Der faire Preis (kurz: FP) einer Aktie ist eines der am häufigsten verwendeten Kriterien zur Ermittlung eines guten Kauf- oder Verkaufkurses. Im Gegensatz zum Buchwert ändert sich der FP nur einmal pro Tag und ist nicht ganz so einfach zu manipulieren wie der Buchwert. Trotzdem nahmen Manipulationen rund um den FP bzw. die FP30-Prognose und den auf dieser Basis berechneten Highscores Besorgnis erregende Ausmaße an. Daher entschloss sich die Börsenaufsicht vor einiger Zeit zu einer Überarbeitung der FP30-Berechnung, die den Indikator gegen die bisher gängigen Manipulationen schützen soll. Wir erläutern das Prinzip des FP, beleuchten Vor- und Nachteile des FP30-Konzepts und unterhielten uns mit dem Urheber des FP30-Prognoseskripts, Herrn kmscheuer, über die geplante Neuberechnung des FP30.

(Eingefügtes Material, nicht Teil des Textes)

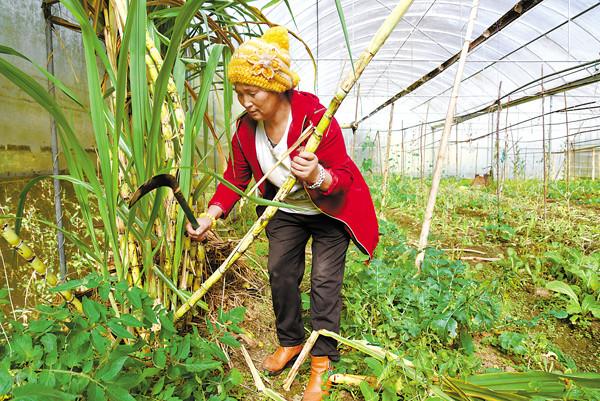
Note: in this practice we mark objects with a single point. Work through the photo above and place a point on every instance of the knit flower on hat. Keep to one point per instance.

Der FP ist der Versuch neben dem volatilen Buchwert einer Aktie einen etwas schwankungsunabhängigeren Preis zu ermitteln, der auf mittlere Sicht einen fairen Wert ausdrücken soll. In diesem Indikator bleiben jedoch bevorstehende Kapitalerhöhungen oder andere öffentliche Informationen (z.B. Gerüchte aus der Zeitung) unberücksichtigt. Dabei können vor allem Gerüchte erhebliche (kurzfristige) Auswirkungen auf den Kurs einer Aktie haben. Auch Erwartungen an die Zukunft sind im Fairen Preis nicht berücksichtigt. Daraus erklärt sich auch die unterschiedliche Höhe des Kurses und des Buchwerts, sowie des Buchwerts und des FP. Daher ist es für Anleger wichtig eine längerfristigere Maßzahl zur Verfügung zu haben. Ermittelt wird der FP durch ein iteratives Verfahren, d.h. er wird innerhalb von 50 sich wiederholenden Rechnungsschritten berechnet. Dabei dient der Buchwert pro Aktie des Vortages laut Bilanz als Startwert, anschließend folgt die Iteration mit einer Bewertung des Depots gemäß FP der dort gehaltenen Aktien usw. Die Berechnung nähert sich mit jedem der 50 Rechenschritte dem am Ende errechneten FP an.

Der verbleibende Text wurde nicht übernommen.